Nel 1936 un laureato in filosofia e artista spiantato, Lanza del Vasto si pose la domanda che era quella giusta per quel tempo: perché gli uomini ricadono sempre in guerre, sempre più grandi? Poiché tutta la sua cultura non gli dava una risposta, la cercò nella persona giusta: Gandhi. Andò da lui e ne fu discepolo, imparando che la pace si costruisce riorganizzando la società sulla nuova base di villaggi-cittadine nonviolenti (Pellegrinaggio alle sorgenti (1943), Il Saggiatore, 2005). Tornò in Europa per fondare comunità; pazzo, era il tempo della massima centralizzazione verticistica (fascismo, nazismo, stalinismo, franchismo). Riuscì, benché con ritardo (1948), a fondare un ordine laborioso, di tipo gandhiano, composta da celibi e sposati, aperto a tutte le spiritualità.

In più costruì una teorizzazione (I Quattro Flagelli (1959), SEI, 1996), che è risultata quella tipica della nonviolenza: gli uomini liberi si organizzano secondo quattro modelli di sviluppo (questa dizione è successiva, di J. Galtung). Oggi la storia ce lo conferma: il primo modello di sviluppo (Galtung lo chiama blu) nacque alla fine del XVIII secolo con le rivoluzioni statunitense e francese; il secondo (rosso) con la rivoluzione russa nel 1919, il terzo (verde) è nato in India con Gandhi e si è manifestato con le rivoluzioni dei popoli dell’Est del 1989; e il quarto (giallo) è nato con le rivoluzioni arabe (nel 1979 e soprattutto) nel 2011. In questa luce, il ’68 era la anticipazione-premonizione di questo terremoto politico mondiale.

Però oggi il brutto è che la nascita del modello verde ha comportato la fine (sia pur temporanea) del(la dittatura del) modello di sviluppo rosso (perché questo modello, cercando per primo l’alternativa al modello blu, si era fondato su una rozza teoria del conflitto: soppressione dell’avversario e dittatura su quello stesso proletariato che avrebbe dovuto liberare). Per di più il verde ha fatto sì molte rivoluzioni, ma non sa ancora costruire il suo Stato-federazione di villaggi.
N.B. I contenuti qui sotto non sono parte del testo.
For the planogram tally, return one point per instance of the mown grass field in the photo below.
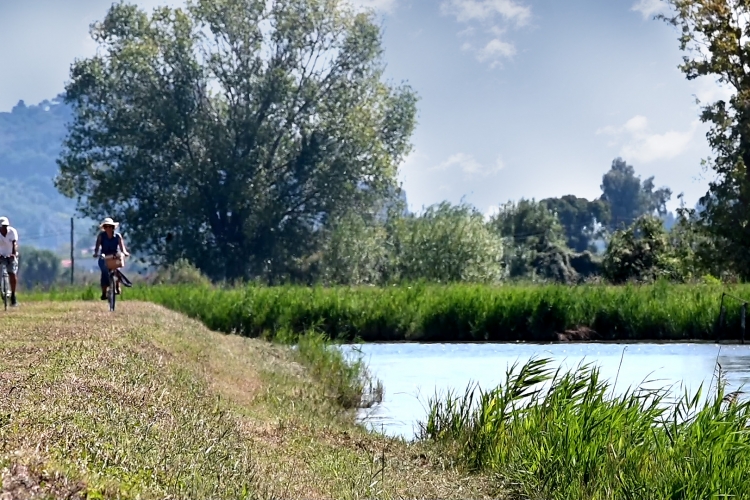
(453, 312)
(146, 403)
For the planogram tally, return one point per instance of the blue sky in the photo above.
(518, 98)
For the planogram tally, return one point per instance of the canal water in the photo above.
(411, 372)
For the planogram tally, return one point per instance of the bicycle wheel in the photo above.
(112, 294)
(5, 287)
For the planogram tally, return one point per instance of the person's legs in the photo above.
(12, 267)
(104, 281)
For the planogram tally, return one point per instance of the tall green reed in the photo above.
(548, 434)
(460, 312)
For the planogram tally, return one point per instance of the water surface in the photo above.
(411, 372)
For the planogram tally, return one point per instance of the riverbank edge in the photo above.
(456, 313)
(273, 402)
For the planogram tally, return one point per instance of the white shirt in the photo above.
(6, 242)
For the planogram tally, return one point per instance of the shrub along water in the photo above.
(423, 312)
(552, 435)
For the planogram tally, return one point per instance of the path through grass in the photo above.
(147, 403)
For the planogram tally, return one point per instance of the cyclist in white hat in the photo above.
(111, 243)
(9, 254)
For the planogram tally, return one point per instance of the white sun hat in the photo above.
(108, 222)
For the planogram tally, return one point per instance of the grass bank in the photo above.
(560, 436)
(455, 312)
(146, 403)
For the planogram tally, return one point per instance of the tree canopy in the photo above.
(235, 127)
(714, 39)
(628, 198)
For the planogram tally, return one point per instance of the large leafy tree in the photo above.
(628, 197)
(227, 133)
(714, 36)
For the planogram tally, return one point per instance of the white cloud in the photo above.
(496, 49)
(486, 10)
(494, 17)
(469, 166)
(649, 8)
(378, 5)
(638, 143)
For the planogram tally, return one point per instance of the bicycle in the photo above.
(5, 281)
(114, 262)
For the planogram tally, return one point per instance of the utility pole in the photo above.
(72, 253)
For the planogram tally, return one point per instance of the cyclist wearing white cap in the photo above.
(9, 254)
(111, 243)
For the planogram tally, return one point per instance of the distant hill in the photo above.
(30, 142)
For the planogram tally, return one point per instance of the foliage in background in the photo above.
(38, 268)
(459, 312)
(355, 252)
(712, 34)
(448, 243)
(534, 244)
(642, 252)
(628, 198)
(255, 136)
(181, 272)
(582, 220)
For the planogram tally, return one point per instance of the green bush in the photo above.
(38, 268)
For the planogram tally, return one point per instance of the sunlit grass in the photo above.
(145, 403)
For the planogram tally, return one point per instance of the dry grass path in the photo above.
(146, 403)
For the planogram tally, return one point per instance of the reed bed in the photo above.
(449, 313)
(553, 435)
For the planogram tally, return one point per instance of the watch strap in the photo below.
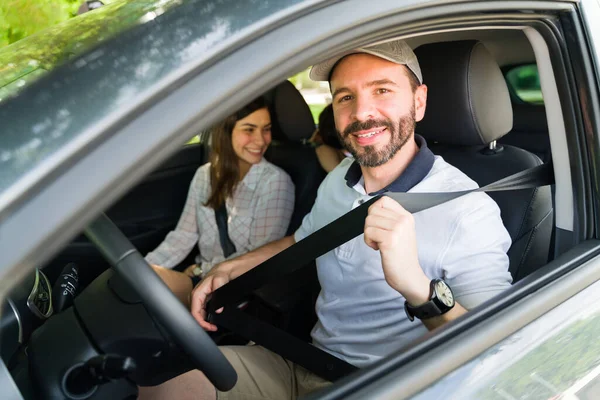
(424, 311)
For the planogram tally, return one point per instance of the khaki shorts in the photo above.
(263, 374)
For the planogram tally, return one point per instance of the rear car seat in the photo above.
(462, 123)
(530, 130)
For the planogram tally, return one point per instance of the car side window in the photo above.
(524, 83)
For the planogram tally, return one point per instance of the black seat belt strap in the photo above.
(280, 342)
(329, 237)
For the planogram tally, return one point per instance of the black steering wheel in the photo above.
(161, 302)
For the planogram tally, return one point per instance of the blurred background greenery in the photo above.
(21, 18)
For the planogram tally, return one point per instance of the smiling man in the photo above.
(407, 273)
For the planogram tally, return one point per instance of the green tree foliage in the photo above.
(560, 360)
(25, 60)
(21, 18)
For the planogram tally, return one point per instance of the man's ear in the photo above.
(420, 102)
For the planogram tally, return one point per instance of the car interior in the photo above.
(474, 120)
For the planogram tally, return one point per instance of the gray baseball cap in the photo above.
(397, 52)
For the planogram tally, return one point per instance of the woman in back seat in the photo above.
(258, 198)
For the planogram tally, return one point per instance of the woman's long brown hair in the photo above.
(224, 163)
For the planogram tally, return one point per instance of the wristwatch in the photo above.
(441, 300)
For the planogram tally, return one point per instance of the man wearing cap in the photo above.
(407, 273)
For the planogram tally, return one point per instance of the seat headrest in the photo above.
(292, 115)
(467, 100)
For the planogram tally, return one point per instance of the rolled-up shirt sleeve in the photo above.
(179, 242)
(273, 211)
(475, 263)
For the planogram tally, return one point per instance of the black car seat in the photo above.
(468, 110)
(288, 303)
(293, 125)
(530, 130)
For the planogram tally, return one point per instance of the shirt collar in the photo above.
(414, 173)
(252, 177)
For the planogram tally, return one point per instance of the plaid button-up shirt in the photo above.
(258, 213)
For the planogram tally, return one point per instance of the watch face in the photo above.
(443, 292)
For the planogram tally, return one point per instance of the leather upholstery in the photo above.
(465, 85)
(460, 139)
(293, 125)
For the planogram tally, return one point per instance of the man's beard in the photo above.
(368, 156)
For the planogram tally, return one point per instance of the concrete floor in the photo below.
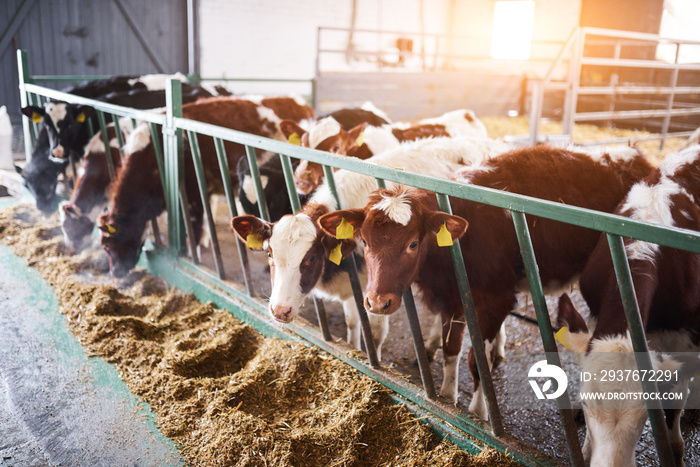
(57, 405)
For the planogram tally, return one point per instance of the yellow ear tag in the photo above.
(444, 236)
(253, 241)
(562, 336)
(345, 230)
(336, 255)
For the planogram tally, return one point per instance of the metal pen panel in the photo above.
(233, 212)
(639, 343)
(204, 194)
(527, 253)
(259, 189)
(465, 293)
(105, 141)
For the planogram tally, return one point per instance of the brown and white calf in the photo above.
(667, 286)
(299, 251)
(138, 194)
(89, 198)
(364, 141)
(398, 228)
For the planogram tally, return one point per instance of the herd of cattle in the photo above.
(398, 234)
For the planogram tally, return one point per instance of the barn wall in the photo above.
(90, 37)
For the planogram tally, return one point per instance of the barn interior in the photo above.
(526, 68)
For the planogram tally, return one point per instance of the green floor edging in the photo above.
(182, 275)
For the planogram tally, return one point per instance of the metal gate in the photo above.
(172, 263)
(79, 38)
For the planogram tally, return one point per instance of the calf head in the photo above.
(297, 253)
(613, 427)
(398, 232)
(327, 135)
(66, 126)
(121, 243)
(76, 226)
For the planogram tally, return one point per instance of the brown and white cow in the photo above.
(398, 228)
(138, 194)
(667, 286)
(299, 252)
(364, 141)
(89, 198)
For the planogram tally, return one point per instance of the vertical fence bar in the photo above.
(465, 292)
(173, 158)
(158, 149)
(351, 268)
(545, 325)
(233, 212)
(24, 78)
(639, 343)
(417, 334)
(259, 190)
(105, 141)
(203, 193)
(288, 172)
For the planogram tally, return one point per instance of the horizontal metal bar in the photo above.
(599, 90)
(145, 115)
(626, 227)
(636, 63)
(634, 35)
(190, 278)
(590, 116)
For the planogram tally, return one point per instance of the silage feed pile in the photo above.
(222, 392)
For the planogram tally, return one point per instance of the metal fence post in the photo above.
(173, 164)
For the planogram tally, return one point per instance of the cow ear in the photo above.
(33, 112)
(292, 131)
(441, 224)
(84, 112)
(251, 230)
(357, 134)
(343, 225)
(71, 210)
(574, 333)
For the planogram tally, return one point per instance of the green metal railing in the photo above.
(242, 302)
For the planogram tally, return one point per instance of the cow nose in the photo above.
(282, 314)
(58, 152)
(380, 304)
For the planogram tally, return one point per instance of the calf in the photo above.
(300, 253)
(667, 286)
(138, 194)
(91, 190)
(364, 141)
(271, 172)
(398, 228)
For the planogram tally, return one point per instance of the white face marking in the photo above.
(249, 187)
(138, 139)
(292, 237)
(398, 208)
(268, 114)
(324, 129)
(614, 426)
(56, 112)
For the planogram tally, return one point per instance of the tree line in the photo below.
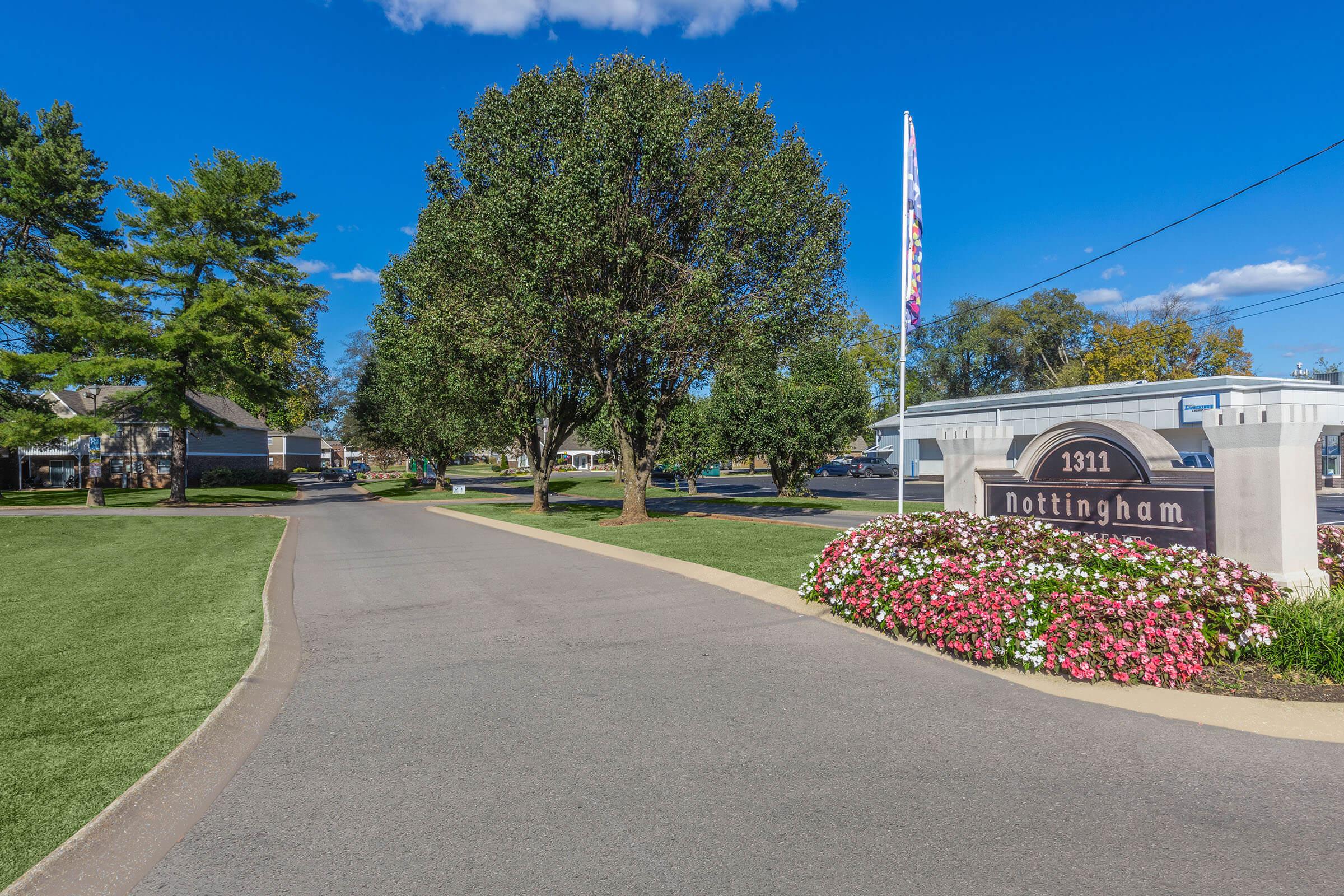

Cosicché dal 1989 il blu ha creduto di essere rimasto di nuovo il solo modello possibile e ha spadroneggiato: globalizzazione, corsa agli armamenti, guerre. Ma già Capitini e poi Lanza del Vasto (“il crollo dell’eroe occidentale”) hanno previsto che cadrà; dal 2002 Galtung ha scritto un libro (The fall of US Empire – And Then What?, Transcend U.P.) che, sulla base di parametri macrosociali dà la data: 2020.

Intanto nel 2011 le rivoluzioni arabe hanno riproposto con forza la incommensurabilità che esiste tra i diversi modelli di sviluppo: non è possibile ridurli a uno solo! Ora quelle rivoluzioni affrontano traumaticamente il problema cruciale che è rimasto irrisolto da tutte le rivoluzioni alternative: come la comunità del modello Verde, la Umma del giallo, la collettività proletaria (-kibbutz) del rosso possono realizzare a livello nazionale una loro specifica organizzazione ma diversa da quella dello Stato occidentale? Di certo il nuovo Stato deve rifuggire dalle dittature, per realizzare ben più che la tolleranza voltairiana e la democrazia del 50% + 1 (che si attua con leggi imposte a tutti): deve realizzare la coesistenza nelle differenze dei quattro modelli: appunto la novità storica del pluralismo politico, sapendo tutti affrontare i conflitti radicali che possono nascere senza farli esplodere.

Allora si capisce perché il ’68 è stato solo un conato senza sbocco e senza suggerimento di una direzione; c’erano da capire delle novità troppo radicali sulla politica del futuro, che invece allora sembrava realizzarsi quasi automaticamente, dietro l’angolo.